During training the speed was around 4 s/it, and VRAM usage was around 21GB. I didn't apply any specific optimizations aside from the --fp8_base and --fp8_t5 flags.

Compatibility testing with other LoRAs has not been conducted (and is not planned).

Also I did not test it with I2V models (in fact, I haven't even downloaded any of them yet).

(Oh, and I also published dataset alongside LoRA, but there is nothing notable in it.)

Conclusion

This is my first (successful) LoRA for Wan Video 2.1-T2V 14B, and I can say I feel very excited about this model. It has been a pleasure to train, and it grasps concepts and styles exceptionally well (based on my current, limited experience). I can't wait to train all the LoRAs I have planned! Until now, I have only trained generative AI models for style, but now I feel very enthusiastic about training models for not only style but also VFX, concepts, movements, etc.

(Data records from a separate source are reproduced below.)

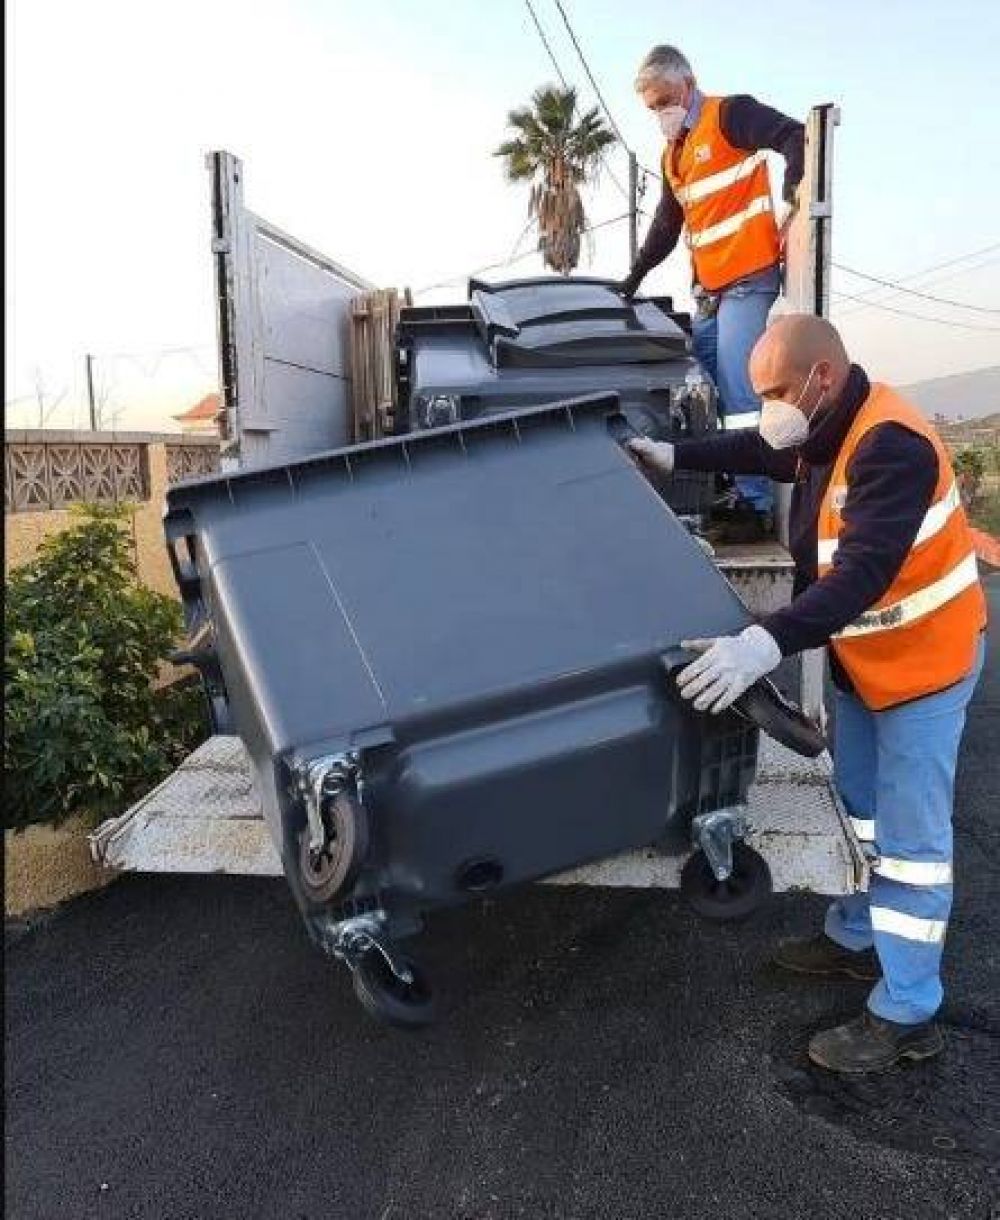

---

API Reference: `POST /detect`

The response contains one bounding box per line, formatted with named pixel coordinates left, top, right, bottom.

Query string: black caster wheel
left=681, top=841, right=772, bottom=921
left=352, top=949, right=437, bottom=1029
left=297, top=791, right=368, bottom=907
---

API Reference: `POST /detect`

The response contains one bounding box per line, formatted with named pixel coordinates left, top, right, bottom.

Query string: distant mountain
left=901, top=366, right=1000, bottom=421
left=937, top=413, right=1000, bottom=445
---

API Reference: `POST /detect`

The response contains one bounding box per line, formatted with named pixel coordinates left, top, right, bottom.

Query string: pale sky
left=7, top=0, right=1000, bottom=431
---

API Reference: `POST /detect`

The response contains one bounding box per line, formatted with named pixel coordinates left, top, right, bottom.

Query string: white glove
left=627, top=436, right=674, bottom=474
left=676, top=625, right=782, bottom=714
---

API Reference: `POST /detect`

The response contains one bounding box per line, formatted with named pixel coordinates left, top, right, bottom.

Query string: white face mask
left=656, top=104, right=687, bottom=142
left=759, top=365, right=825, bottom=450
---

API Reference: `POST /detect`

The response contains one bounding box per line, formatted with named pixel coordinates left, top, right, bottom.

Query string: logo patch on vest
left=694, top=143, right=712, bottom=164
left=831, top=486, right=848, bottom=512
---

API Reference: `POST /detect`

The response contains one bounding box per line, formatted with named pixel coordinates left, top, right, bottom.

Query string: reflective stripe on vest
left=834, top=552, right=979, bottom=639
left=818, top=479, right=963, bottom=567
left=688, top=195, right=773, bottom=249
left=674, top=151, right=768, bottom=205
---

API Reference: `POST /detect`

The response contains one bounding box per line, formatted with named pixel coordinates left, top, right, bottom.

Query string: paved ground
left=7, top=578, right=999, bottom=1220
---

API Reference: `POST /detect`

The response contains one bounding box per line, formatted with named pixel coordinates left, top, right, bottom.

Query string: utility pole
left=627, top=151, right=639, bottom=267
left=85, top=353, right=97, bottom=430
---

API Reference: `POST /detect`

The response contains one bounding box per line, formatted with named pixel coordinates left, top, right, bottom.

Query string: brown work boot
left=808, top=1009, right=944, bottom=1074
left=772, top=933, right=880, bottom=982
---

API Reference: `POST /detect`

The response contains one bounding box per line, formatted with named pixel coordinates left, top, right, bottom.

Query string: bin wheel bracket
left=346, top=933, right=413, bottom=988
left=681, top=809, right=772, bottom=922
left=691, top=808, right=748, bottom=882
left=313, top=912, right=436, bottom=1028
left=291, top=752, right=368, bottom=905
left=295, top=752, right=361, bottom=852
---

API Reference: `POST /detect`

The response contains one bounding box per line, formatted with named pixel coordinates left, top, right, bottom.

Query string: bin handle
left=167, top=534, right=199, bottom=588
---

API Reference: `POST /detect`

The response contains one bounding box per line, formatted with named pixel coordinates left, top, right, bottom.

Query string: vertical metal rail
left=628, top=151, right=638, bottom=267
left=775, top=105, right=841, bottom=724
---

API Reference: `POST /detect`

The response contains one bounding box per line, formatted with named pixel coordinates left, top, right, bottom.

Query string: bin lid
left=468, top=277, right=688, bottom=368
left=166, top=394, right=750, bottom=753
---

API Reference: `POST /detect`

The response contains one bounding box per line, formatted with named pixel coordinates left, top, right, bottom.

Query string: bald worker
left=631, top=315, right=987, bottom=1074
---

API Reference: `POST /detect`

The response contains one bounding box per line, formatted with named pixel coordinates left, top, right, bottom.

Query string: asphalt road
left=7, top=578, right=999, bottom=1220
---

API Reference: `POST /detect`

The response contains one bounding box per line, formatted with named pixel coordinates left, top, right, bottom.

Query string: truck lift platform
left=90, top=544, right=866, bottom=899
left=89, top=734, right=864, bottom=896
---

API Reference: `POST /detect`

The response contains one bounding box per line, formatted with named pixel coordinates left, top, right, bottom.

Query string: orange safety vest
left=817, top=384, right=987, bottom=710
left=663, top=95, right=782, bottom=292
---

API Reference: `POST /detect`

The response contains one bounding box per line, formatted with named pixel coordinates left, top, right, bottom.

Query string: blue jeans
left=691, top=265, right=780, bottom=514
left=825, top=637, right=986, bottom=1024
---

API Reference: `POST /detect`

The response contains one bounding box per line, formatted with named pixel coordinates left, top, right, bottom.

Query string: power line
left=909, top=254, right=1000, bottom=298
left=899, top=242, right=1000, bottom=281
left=92, top=344, right=216, bottom=382
left=524, top=0, right=568, bottom=89
left=551, top=0, right=626, bottom=145
left=413, top=212, right=631, bottom=295
left=92, top=341, right=212, bottom=361
left=833, top=243, right=1000, bottom=317
left=549, top=0, right=660, bottom=183
left=834, top=261, right=1000, bottom=315
left=508, top=217, right=538, bottom=261
left=831, top=287, right=1000, bottom=333
left=521, top=0, right=629, bottom=202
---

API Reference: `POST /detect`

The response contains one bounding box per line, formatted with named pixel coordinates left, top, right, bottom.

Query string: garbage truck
left=91, top=104, right=866, bottom=1026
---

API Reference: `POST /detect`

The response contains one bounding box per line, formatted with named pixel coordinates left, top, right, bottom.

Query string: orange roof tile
left=174, top=392, right=220, bottom=423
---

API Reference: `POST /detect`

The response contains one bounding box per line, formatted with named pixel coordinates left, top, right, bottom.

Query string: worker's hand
left=676, top=625, right=782, bottom=714
left=627, top=436, right=674, bottom=473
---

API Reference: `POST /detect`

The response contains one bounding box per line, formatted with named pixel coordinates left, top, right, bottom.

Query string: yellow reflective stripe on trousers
left=870, top=906, right=947, bottom=944
left=688, top=195, right=773, bottom=249
left=873, top=858, right=953, bottom=885
left=833, top=552, right=979, bottom=639
left=675, top=152, right=768, bottom=205
left=818, top=481, right=962, bottom=566
left=850, top=817, right=876, bottom=842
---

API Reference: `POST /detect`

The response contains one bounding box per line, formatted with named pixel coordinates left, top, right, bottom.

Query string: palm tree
left=495, top=85, right=617, bottom=275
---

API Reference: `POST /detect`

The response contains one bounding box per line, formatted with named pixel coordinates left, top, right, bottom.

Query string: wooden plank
left=348, top=288, right=402, bottom=442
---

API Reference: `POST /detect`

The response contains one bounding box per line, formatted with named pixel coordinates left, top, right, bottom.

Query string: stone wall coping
left=4, top=430, right=219, bottom=446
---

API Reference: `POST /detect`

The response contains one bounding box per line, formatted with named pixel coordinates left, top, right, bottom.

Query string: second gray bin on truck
left=395, top=276, right=718, bottom=518
left=166, top=393, right=810, bottom=1026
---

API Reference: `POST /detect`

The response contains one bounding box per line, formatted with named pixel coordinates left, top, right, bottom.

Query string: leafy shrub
left=954, top=447, right=986, bottom=508
left=4, top=504, right=209, bottom=829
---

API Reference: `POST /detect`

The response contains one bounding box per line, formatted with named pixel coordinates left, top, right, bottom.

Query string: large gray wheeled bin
left=165, top=393, right=809, bottom=1026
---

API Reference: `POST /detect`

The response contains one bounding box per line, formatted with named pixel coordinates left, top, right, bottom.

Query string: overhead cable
left=834, top=261, right=1000, bottom=315
left=831, top=287, right=1000, bottom=333
left=549, top=0, right=660, bottom=181
left=414, top=213, right=631, bottom=295
left=521, top=0, right=630, bottom=201
left=834, top=243, right=1000, bottom=317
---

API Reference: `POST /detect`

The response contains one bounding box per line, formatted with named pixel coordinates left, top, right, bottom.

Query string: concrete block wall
left=4, top=430, right=220, bottom=599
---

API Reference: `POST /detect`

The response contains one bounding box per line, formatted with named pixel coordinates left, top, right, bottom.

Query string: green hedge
left=4, top=504, right=209, bottom=829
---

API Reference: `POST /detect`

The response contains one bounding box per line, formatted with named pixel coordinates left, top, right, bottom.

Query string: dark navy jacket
left=675, top=365, right=939, bottom=691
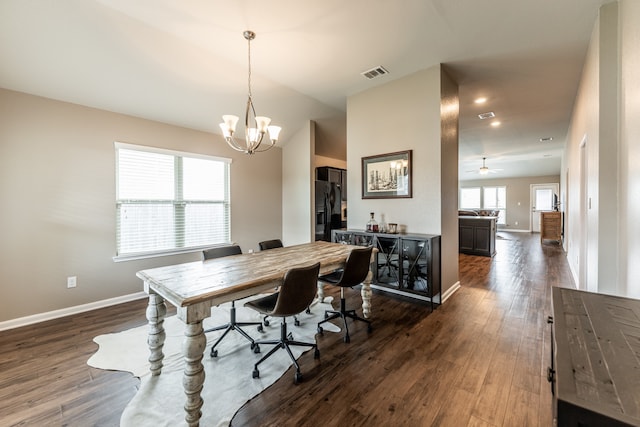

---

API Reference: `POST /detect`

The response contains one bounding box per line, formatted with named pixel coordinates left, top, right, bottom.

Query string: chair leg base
left=252, top=320, right=318, bottom=383
left=317, top=297, right=372, bottom=343
left=206, top=320, right=264, bottom=357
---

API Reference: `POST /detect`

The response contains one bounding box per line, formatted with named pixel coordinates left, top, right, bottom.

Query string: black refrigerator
left=315, top=181, right=342, bottom=241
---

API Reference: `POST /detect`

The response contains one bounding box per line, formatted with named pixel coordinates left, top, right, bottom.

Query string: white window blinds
left=115, top=142, right=231, bottom=259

Returning to this LoRA, I canā€™t say it's perfect, but out of the 3 clips I generate, 1 is successful (i.e., it adheres to the prompt and doesn't have undesirable artifacts), which I consider a success. I attribute this to the model itself. Although I trained the LoRA on images only (for upcoming LoRAs, I will also use video clips), the model learned (or rather, extrapolated) a lot about animation techniques and visual features of the original series. This includes, for example, the excessive (and not always appropriate xD) use of lens flare in outdoor scenes, exaggerated facial animations, etc.

I also think this model benefits from diverse datasets (at least 100 images) and low learning rates (1e-4 is too high). For my next LoRA, I will use no more than 5e-5. It might require more steps, but in this case, it learns all the details better without overfitting.